Congressional Republicans have become a party of grievances in search of a strategy.  Their first grievance is with President Obama’s Affordable Care Act, the single most unifying issue for a party that has been showing signs of divisions all year. Rank-and-file Republicans, especially those who are aligned with the tea party movement, despise the new health-care law. Their anger has welled up to force GOP leaders to respond with ever-riskier strategies to delay, defund or in some other way disrupt the imminent implementation of the legislation.
Their second grievance is with Obama, and his steadfast resistance to negotiate with them on any aspect of the health-care law. The president may unilaterally decide to delay this or that part of the measure, as he did again on Thursday with a small portion of the implementation plan. But he doesn’t want Republicans to touch it. Each time he makes a change, his unwillingness to engage only infuriates them more.

The antagonism between Obama and the Republicans was on full display Thursday. House GOP leaders went before the cameras to offer their latest ideas on funding the government, defunding or delaying Obamacare, and dealing with the day next month when the government is set to run out of borrowing authority.

Suddenly it seemed like the summer of 2011 on steroids. House Speaker John A. Boehner (R-Ohio) and others seemed to up the ante again in their quest to stop Obamacare and to force the president to yield. Not only did they continue on a path that could lead to a partial government shutdown on Tuesday, they also signaled that they are ready for another confrontation in mid-October over the debt ceiling, with a list of demands for the president.

An hour or so later, Obama responded at an appearance at Prince George’s Community College in Largo. Rather than trying to tamp down on partisan rhetoric or lower temperatures, he did the opposite, repeatedly waving red flags at the Republicans.

He taunted them and ridiculed them. He said they are obsessed with his health-care law and described some of their objections and characterizations as “crazy” talk. “The closer we get [to implementation], the more desperate they get,” he said. “I mean, over the last few weeks the rhetoric has just been cranked up to a place I’ve never seen before.” 

He questioned Republicans’ real motivation in seeking to stop it, saying they are more worried about the possibility that it might work than they are by their assertion that it could wreck the country. “If it was as bad as they said it was going to be, then they could just go ahead and let it happen and then everybody would hate it so much, and then everybody would vote to repeal it, and that would be the end of it,” he said. “So what is it that they’re so scared about?”
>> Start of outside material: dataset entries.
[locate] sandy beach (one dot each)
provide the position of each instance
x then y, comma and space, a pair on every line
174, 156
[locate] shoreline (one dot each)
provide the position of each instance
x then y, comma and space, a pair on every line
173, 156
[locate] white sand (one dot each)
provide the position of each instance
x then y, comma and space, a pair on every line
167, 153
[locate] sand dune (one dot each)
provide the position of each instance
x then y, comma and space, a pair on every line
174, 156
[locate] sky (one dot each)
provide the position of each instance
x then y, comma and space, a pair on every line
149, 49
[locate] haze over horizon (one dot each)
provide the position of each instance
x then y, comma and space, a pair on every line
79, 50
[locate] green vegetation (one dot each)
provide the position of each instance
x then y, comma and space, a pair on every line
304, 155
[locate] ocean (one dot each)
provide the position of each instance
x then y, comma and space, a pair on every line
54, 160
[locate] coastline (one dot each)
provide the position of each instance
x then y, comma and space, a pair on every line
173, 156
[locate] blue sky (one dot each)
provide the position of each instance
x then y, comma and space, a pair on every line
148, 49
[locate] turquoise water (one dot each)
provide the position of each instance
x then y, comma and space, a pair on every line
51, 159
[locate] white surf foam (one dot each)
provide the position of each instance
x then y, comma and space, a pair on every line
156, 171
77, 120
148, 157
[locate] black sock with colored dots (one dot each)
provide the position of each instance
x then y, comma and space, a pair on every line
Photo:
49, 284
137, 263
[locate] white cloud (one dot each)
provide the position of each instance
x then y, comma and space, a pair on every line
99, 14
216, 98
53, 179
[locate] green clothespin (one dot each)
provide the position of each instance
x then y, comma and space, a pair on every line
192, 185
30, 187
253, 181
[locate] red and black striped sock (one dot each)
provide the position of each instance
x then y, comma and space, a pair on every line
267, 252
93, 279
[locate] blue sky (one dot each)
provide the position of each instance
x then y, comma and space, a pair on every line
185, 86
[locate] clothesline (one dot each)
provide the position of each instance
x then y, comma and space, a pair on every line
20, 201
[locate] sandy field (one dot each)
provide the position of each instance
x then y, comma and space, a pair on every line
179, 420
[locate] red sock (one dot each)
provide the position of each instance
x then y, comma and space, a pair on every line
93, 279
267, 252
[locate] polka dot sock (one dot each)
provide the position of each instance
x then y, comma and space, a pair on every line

Obama also was defiant in reasserting that he will not negotiate over raising the federal debt ceiling, as he had told Boehner in a recent telephone call. He said he would not give in to “blackmail” on issues that he said have nothing to do with the budget. “I will not negotiate on anything when it comes to the full faith and credit of the United States of America,” he said to applause. “We’re not going to submit to this kind of total irresponsibility.”

Then on Thursday morning, Boehner signaled a double-barreled approach: continuing the fight over the bill to keep the government funded and to defund Obamacare while moving forward on a debt ceiling measure that included various other proposals, such as delaying Obamacare, putting tax reform on a fast track and building the Keystone XL oil pipeline.
 
Moving quickly on the debt ceiling was aimed in part at creating wiggle room for the final stages of the battle over funding the government or, failing that, entering a partial shutdown. What was clear was that House leaders continue to try to calibrate how much leeway they have, given the insistence and persistence of the most conservative elements of their conference.

Republicans point to some public polling as evidence that they can prevail in a showdown with Obama over the debt ceiling. A Bloomberg News poll showed that about six in 10 Americans believe that because Congress lacks discipline, it’s better to include spending cuts on a bill to raise the borrowing limit, rather than simply pass a clean version of the measure.

Republicans interpret that finding and conclude that Obama will be viewed as the unreasonable partner if there is a default. Perhaps. Last time, both sides ended up with debris on them when the public turned on Washington’s dysfunctional climate. That might be the best Republicans can hope for — but are they willing to take the government over a cliff to test it?

Republicans clearly lack the votes to win the first battle that will play out through the weekend. Whether they have the will and the unity to take the debt ceiling issue to the brink remains unclear. Right now they are scrambling by the hour, with no clear road map to guide them.